Welch ein Rauschen im Schweizer Blätterwald! Wissentlich und unbedarft vom Schweizer Fernsehen angezettelt. Die neue Kulturchefin Nathalie Wappler setzte eine zweifelhafte Marke, als sie die Ausstrahlung des neuen Schweizer «Tatort» im April bremste und Eingriffe - sprich «Nachbesserungen» - verfügte. Wie sich herausstellte, wars weder mangelhafter Luzerner Lokalkolorit noch der Busen der Glamour-Kollegin aus den USA, Sofia Milos («CSI Miami»), nach dem Kommissar (Stefan Gubser) gelüstete, sondern eine Figur im Hintergrund.

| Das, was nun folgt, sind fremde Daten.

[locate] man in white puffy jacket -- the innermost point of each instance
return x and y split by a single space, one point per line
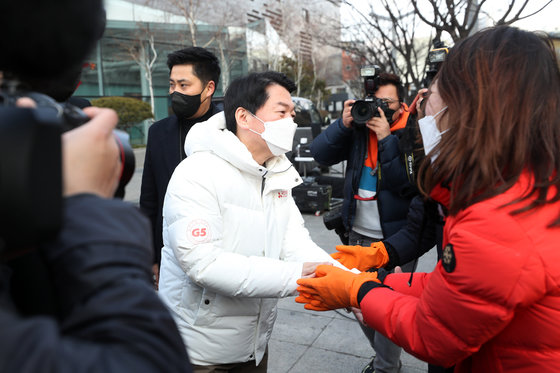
234 240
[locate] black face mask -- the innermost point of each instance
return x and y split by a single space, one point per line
185 106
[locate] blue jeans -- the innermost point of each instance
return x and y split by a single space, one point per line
387 354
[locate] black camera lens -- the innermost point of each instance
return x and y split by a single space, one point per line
361 111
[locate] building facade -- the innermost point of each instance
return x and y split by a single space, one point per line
246 35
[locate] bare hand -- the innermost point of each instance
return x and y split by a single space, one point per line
379 125
346 116
421 103
90 155
155 272
308 270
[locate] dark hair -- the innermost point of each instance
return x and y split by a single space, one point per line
249 92
502 89
41 39
206 66
384 79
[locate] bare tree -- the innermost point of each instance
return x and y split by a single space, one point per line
143 51
459 18
386 36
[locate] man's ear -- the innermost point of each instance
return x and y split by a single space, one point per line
241 117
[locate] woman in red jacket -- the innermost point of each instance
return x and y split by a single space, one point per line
493 302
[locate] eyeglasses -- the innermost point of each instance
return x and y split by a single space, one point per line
389 101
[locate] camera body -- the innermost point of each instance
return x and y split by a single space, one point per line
31 166
364 110
436 56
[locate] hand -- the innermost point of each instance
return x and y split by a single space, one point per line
155 271
310 267
346 116
332 288
420 102
359 316
379 125
362 258
90 155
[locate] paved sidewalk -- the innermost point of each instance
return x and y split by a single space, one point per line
304 341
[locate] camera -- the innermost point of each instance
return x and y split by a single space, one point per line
364 110
31 165
436 56
333 220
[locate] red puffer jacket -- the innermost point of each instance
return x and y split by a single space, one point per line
493 302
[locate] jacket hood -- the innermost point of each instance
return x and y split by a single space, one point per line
213 136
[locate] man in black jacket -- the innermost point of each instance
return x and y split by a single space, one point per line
378 185
91 307
194 74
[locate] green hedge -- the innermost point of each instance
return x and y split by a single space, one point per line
131 111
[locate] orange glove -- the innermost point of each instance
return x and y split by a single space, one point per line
362 257
332 288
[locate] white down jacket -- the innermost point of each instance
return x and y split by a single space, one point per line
234 242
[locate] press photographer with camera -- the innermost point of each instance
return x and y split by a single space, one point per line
75 268
372 137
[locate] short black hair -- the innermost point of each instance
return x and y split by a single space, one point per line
384 79
249 92
42 39
206 66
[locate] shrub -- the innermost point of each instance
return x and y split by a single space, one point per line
131 111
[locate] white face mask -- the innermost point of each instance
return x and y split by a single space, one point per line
430 133
278 134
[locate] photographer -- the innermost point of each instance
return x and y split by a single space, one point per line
379 183
75 289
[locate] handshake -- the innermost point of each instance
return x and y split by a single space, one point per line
333 288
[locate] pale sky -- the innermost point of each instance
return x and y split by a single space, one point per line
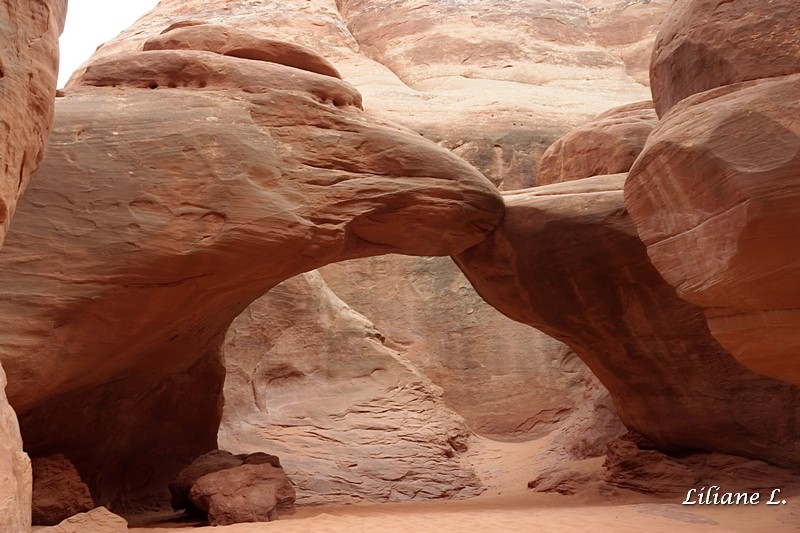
90 23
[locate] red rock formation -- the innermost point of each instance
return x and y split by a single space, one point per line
58 491
703 44
28 72
212 461
496 82
509 381
15 469
609 144
237 43
714 196
245 493
589 283
632 464
98 520
168 220
309 378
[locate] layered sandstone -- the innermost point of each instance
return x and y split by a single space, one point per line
704 44
509 381
15 469
496 82
589 283
168 211
311 380
609 144
714 196
28 72
58 491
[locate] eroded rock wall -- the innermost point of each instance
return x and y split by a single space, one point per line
714 192
588 281
310 380
15 469
168 211
28 71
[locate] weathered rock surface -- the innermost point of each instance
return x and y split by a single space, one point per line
98 520
609 144
208 463
58 491
310 379
589 283
704 44
28 72
509 381
496 82
632 464
174 219
245 493
237 43
212 461
15 470
714 196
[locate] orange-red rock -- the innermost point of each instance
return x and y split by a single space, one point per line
58 491
312 380
15 469
703 44
28 71
608 144
245 493
496 82
237 43
715 197
567 260
509 381
167 212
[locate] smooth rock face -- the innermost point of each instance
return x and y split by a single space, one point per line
703 44
494 81
632 464
15 470
98 520
589 283
509 381
28 72
310 379
168 211
237 43
58 491
246 493
715 198
609 144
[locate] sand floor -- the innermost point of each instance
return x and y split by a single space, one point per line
509 506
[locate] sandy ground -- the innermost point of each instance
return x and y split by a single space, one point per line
509 506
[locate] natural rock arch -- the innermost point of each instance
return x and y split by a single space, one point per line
159 215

Wie die «NZZ am Sonntag» aufdeckte, passte TV-Chef Rudolf Matter nicht, dass die Rolle der grauen Eminenz im Rollstuhl in SVP-Nähe gerückt wurde. Nach der Ausstrahlung am letzten Sonntag zieht Rolf Breiner, Film-Experte des Klein Report, eine Bilanz.

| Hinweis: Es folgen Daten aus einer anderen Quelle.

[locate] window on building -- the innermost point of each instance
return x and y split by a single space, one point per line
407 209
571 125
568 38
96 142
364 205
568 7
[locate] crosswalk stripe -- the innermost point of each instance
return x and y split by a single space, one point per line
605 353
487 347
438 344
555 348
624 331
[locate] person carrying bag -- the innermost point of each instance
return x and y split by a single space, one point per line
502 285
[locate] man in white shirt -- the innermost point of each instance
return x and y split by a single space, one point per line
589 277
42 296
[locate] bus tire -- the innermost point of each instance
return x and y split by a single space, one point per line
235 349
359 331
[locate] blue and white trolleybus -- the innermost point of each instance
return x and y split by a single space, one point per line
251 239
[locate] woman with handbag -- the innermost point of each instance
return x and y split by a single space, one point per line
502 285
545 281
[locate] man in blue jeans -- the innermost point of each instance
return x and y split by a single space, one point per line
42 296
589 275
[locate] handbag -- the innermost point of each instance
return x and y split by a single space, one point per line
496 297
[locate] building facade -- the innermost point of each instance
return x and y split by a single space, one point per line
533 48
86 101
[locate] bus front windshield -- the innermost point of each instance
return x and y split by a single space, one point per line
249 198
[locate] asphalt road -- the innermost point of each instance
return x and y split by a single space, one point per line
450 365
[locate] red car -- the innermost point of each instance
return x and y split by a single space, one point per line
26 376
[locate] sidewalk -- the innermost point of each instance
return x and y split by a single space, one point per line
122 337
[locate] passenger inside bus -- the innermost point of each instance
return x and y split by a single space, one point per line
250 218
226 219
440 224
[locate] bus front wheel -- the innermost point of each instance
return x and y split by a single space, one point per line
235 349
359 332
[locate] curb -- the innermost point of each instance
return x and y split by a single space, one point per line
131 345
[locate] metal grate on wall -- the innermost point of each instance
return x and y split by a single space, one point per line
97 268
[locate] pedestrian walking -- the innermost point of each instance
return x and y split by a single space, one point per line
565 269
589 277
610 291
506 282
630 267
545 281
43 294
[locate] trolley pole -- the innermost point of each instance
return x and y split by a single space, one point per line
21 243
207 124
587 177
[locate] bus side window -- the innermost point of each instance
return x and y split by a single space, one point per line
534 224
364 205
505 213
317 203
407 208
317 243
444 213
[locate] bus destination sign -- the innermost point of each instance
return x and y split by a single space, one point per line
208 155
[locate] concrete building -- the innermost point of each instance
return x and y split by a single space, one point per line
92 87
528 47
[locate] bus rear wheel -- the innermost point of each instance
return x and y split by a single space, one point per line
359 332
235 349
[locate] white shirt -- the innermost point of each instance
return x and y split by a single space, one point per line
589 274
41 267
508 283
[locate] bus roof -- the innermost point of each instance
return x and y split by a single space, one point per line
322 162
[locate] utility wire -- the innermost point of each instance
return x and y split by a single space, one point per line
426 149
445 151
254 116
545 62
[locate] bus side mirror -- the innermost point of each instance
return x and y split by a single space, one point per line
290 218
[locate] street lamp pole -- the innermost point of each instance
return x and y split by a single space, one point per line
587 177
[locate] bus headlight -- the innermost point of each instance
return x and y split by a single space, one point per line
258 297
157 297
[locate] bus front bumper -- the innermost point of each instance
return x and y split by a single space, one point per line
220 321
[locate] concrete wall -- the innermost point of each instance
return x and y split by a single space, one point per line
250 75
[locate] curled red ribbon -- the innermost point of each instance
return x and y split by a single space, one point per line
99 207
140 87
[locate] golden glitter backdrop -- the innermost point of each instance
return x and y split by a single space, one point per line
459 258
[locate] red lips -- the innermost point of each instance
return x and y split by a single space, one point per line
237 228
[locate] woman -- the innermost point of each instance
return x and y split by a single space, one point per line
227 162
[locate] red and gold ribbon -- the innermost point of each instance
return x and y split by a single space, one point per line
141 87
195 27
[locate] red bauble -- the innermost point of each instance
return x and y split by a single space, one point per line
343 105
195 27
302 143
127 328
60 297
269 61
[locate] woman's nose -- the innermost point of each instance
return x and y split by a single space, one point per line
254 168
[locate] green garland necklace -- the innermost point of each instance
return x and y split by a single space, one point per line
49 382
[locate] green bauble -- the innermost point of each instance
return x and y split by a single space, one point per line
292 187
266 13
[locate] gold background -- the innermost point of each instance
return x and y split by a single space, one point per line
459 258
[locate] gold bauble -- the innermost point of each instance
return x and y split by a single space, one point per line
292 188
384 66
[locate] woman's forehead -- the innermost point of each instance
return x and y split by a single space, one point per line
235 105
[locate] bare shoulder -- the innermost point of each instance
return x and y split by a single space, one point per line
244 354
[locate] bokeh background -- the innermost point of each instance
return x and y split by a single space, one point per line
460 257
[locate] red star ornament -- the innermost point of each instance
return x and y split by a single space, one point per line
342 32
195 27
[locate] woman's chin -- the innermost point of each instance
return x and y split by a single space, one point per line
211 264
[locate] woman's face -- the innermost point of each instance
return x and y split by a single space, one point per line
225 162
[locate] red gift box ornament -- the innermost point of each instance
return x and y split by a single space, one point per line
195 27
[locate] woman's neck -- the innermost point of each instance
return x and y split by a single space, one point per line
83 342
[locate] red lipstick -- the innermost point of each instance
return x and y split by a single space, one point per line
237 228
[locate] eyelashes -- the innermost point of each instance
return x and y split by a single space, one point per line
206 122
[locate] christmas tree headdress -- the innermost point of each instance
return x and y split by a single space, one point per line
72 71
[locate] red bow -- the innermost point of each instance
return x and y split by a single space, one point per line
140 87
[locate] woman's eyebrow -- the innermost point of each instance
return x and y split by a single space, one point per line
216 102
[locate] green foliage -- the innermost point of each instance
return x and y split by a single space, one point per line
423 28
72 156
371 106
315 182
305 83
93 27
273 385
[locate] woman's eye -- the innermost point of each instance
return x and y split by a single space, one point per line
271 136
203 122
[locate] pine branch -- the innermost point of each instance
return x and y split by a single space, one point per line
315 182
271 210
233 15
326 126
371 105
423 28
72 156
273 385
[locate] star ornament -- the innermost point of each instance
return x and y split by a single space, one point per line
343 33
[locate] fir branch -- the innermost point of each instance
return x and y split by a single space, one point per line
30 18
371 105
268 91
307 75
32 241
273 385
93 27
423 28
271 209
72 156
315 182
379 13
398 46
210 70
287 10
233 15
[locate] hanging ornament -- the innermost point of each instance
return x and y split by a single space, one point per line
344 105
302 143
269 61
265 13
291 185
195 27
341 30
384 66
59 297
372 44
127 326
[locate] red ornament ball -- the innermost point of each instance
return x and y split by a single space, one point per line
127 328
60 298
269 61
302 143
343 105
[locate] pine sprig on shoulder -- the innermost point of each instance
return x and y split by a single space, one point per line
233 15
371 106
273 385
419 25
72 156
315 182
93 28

Die angesprochenen «Nachbesserungen» haben den ersten Schweizer «Tatort» (Wunschdenken) nicht besser, sondern nur schweizerisch abgeschliffen und bieder gemacht. Nachgebessert werden musste auch die deutsche Synchronfassung auf Druck der ARD, die Kommissar Flückiger (Gubser) als Schweizer ausweisen sollte.

Die Angst des Schweizer Fernsehens vor möglichem Anecken bezüglich rechter Politszene ist frappant. Man glaubt wohl immer noch, dem Klischee des «linken Fernsehens», wie es immer wieder auch von SVP-Seite heruntergeleiert wird, Paroli zu bieten, und will ja keine Angriffsfläche bieten.

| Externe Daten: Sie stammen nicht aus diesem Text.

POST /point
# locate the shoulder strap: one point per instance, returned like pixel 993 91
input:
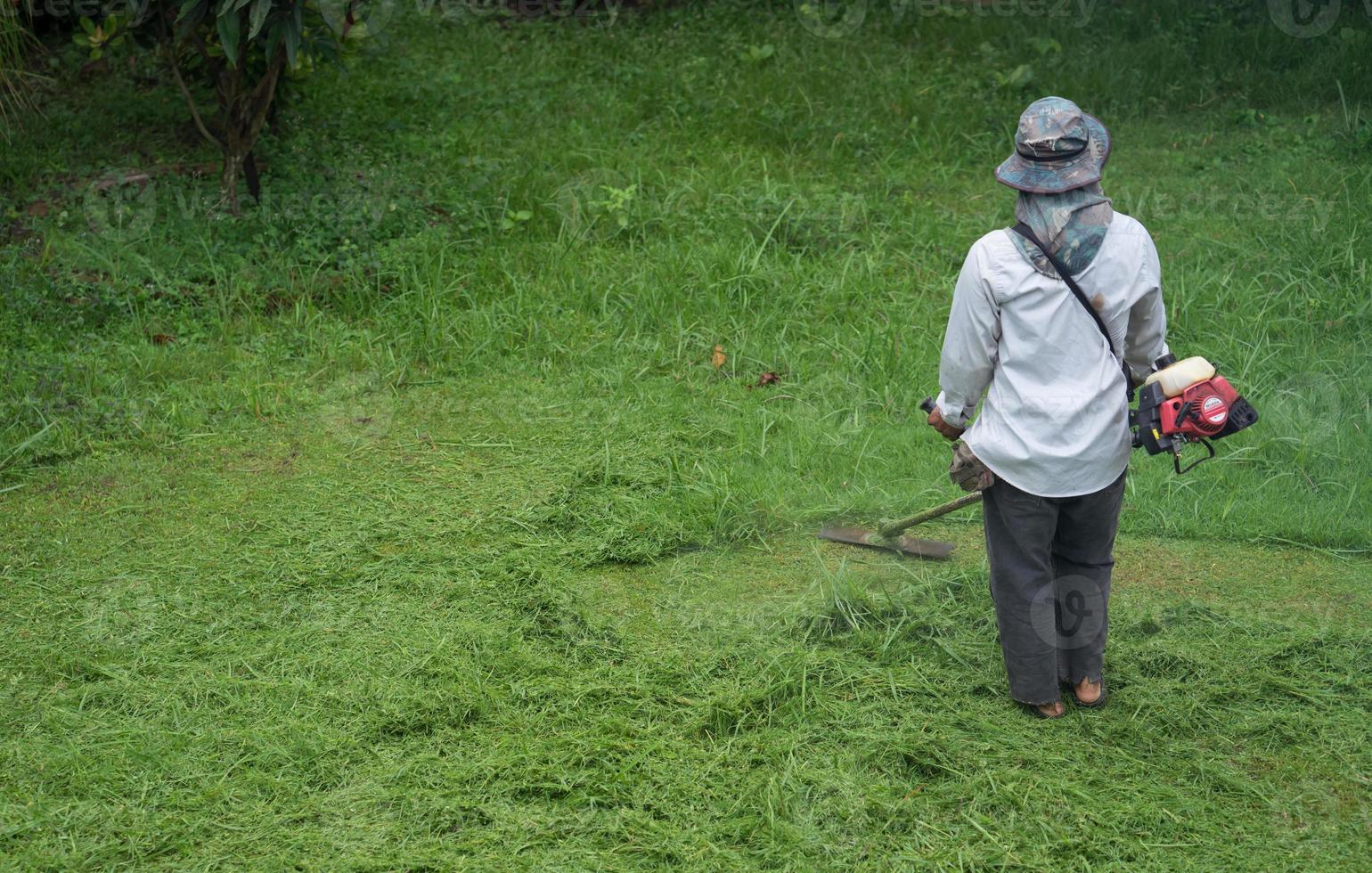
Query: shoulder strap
pixel 1023 230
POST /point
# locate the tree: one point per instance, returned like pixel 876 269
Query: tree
pixel 241 50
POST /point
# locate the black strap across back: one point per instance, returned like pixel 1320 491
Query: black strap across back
pixel 1023 230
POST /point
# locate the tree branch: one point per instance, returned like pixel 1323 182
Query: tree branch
pixel 190 99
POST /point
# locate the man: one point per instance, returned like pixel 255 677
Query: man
pixel 1051 444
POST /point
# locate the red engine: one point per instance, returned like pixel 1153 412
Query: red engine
pixel 1201 411
pixel 1205 411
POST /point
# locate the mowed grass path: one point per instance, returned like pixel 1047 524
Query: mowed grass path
pixel 361 637
pixel 405 522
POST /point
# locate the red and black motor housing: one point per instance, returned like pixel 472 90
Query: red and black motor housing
pixel 1205 411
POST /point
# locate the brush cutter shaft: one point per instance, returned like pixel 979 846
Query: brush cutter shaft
pixel 894 529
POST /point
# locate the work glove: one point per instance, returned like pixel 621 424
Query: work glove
pixel 968 472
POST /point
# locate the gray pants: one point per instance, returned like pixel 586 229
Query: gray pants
pixel 1049 580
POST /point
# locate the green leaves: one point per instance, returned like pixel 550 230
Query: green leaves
pixel 229 28
pixel 258 17
pixel 99 37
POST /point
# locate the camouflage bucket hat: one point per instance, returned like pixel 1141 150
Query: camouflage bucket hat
pixel 1058 149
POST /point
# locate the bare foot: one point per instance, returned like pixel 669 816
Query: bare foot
pixel 1088 692
pixel 1052 710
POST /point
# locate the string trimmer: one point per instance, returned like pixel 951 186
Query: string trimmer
pixel 1181 403
pixel 888 535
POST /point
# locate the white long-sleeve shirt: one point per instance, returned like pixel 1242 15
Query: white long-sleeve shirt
pixel 1054 421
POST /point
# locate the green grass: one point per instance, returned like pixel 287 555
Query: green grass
pixel 368 532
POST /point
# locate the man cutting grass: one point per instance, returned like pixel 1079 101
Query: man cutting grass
pixel 1051 444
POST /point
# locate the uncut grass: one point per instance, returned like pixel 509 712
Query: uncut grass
pixel 375 561
pixel 807 233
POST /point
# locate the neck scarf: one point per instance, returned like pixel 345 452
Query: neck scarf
pixel 1070 224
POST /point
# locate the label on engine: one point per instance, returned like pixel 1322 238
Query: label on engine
pixel 1214 411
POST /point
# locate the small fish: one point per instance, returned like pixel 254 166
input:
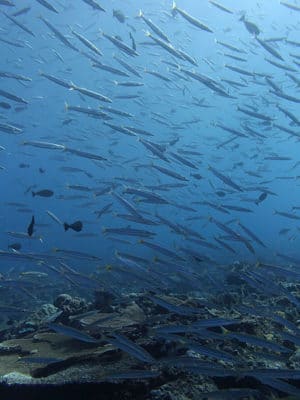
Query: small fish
pixel 48 6
pixel 31 226
pixel 118 14
pixel 15 246
pixel 72 333
pixel 75 226
pixel 250 26
pixel 261 198
pixel 43 193
pixel 189 18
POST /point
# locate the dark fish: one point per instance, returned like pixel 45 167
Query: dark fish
pixel 13 97
pixel 15 246
pixel 220 7
pixel 21 11
pixel 190 18
pixel 76 226
pixel 48 5
pixel 269 48
pixel 261 198
pixel 16 22
pixel 133 44
pixel 293 7
pixel 73 333
pixel 94 5
pixel 225 179
pixel 43 193
pixel 119 15
pixel 58 34
pixel 31 226
pixel 250 26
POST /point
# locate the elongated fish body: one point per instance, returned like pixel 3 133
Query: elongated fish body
pixel 190 19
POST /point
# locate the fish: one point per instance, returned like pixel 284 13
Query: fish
pixel 19 24
pixel 123 343
pixel 30 228
pixel 15 246
pixel 190 18
pixel 154 27
pixel 220 7
pixel 75 226
pixel 43 193
pixel 269 48
pixel 287 215
pixel 119 15
pixel 250 26
pixel 225 179
pixel 13 97
pixel 47 5
pixel 54 217
pixel 262 197
pixel 87 43
pixel 58 34
pixel 94 4
pixel 72 333
pixel 121 45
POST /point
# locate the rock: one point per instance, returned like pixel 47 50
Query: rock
pixel 16 378
pixel 71 305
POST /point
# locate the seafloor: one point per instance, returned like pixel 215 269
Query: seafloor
pixel 235 343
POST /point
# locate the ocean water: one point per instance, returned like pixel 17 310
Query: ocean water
pixel 182 115
pixel 193 164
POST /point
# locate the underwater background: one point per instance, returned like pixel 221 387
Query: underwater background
pixel 149 149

So ist es nicht verwunderlich, dass der erste Schweizer «Tatort» nach rund zehn Jahren Abstinenz bierernst, langweilig und lahm daherkommt (bis auf eine unbeholfene Schiesserei).

Das Sprachkauderwelsch in «Wunschdenken» ist komplett - von Zürich bis Bern und Graubünden. Innerschweizer Dialekt wird nur von ein, zwei Nebenfiguren gesprochen. In der deutschen ARD-Version herrscht eingefärbtes Bühnendeutsch vor, Gubser, die Witwe des Opfers, ein Detektiv und ein paar andere mühen sich mit schweizerischem Schriftdeutsch ab.

Um die Kollegin aus den USA, Sofia Milos, wurde im Vorfeld viel Medien-Lärm gemacht. Die Darstellerin mit coolem Sexappeal spricht Dialekt - erstaunlich. Sie macht augenscheinlich eine gute Figur, wobei ihre erotische und schauspielerische Ausstrahlung freilich arg cool und künstlich wirken.

Die Kommissar-Figur Flückiger war bereits aus den Bodensee-«Tatorten» mit Eva Mattes bekannt. Hier wirft er nun in Luzern Anker, in der Leuchtenstadt, die Kameramann Rainer Klausmann («Der Baader Meinhoff Komplex») postkartenschön ablichtet.

Stefan Gubser, Kommissar und Co-Produzent (Tellfilm), ist wie er ist: Ein netter pflichtbewusster, währschafter Eidgenosse, Junggeselle im «Tatort» notabene. Ihm als bravem Kommissar fehlen Ecken und Kanten, dafür hat er einen soliden schweizerischen Charakter.

Die Story, ein bisschen verzwickt, gleichwohl beliebig, wird kompliziert aufgelöst und reisst nicht vom Hocker. Markus Imboden («Komiker», «Bella Block») hat den Krimi inszeniert und ärgert sich gemäss «Blick» über die holprige, dilettantische Synchronfassung.

Die Erwartungen nach dem Medienrummel um den ersten «Tatort» made in Switzerland waren hoch und wurden nur minimal erfüllt. Er hat keinen Biss, kein Pfeffer trotz Two-Night-Stands. Es fehlt an Charakteren, an kernigen Typen - trotz Andrea Zogg als Kripo-Chef oder Sabina Schneebeli als Spurensicherin. Man muss von Schweizer Seite in den nächsten Folgen um einiges zulegen, um sich in der Champion League der «Tatorte» halten zu können. Sonst stehen Flückiger & Co auf einem Abstiegsplatz!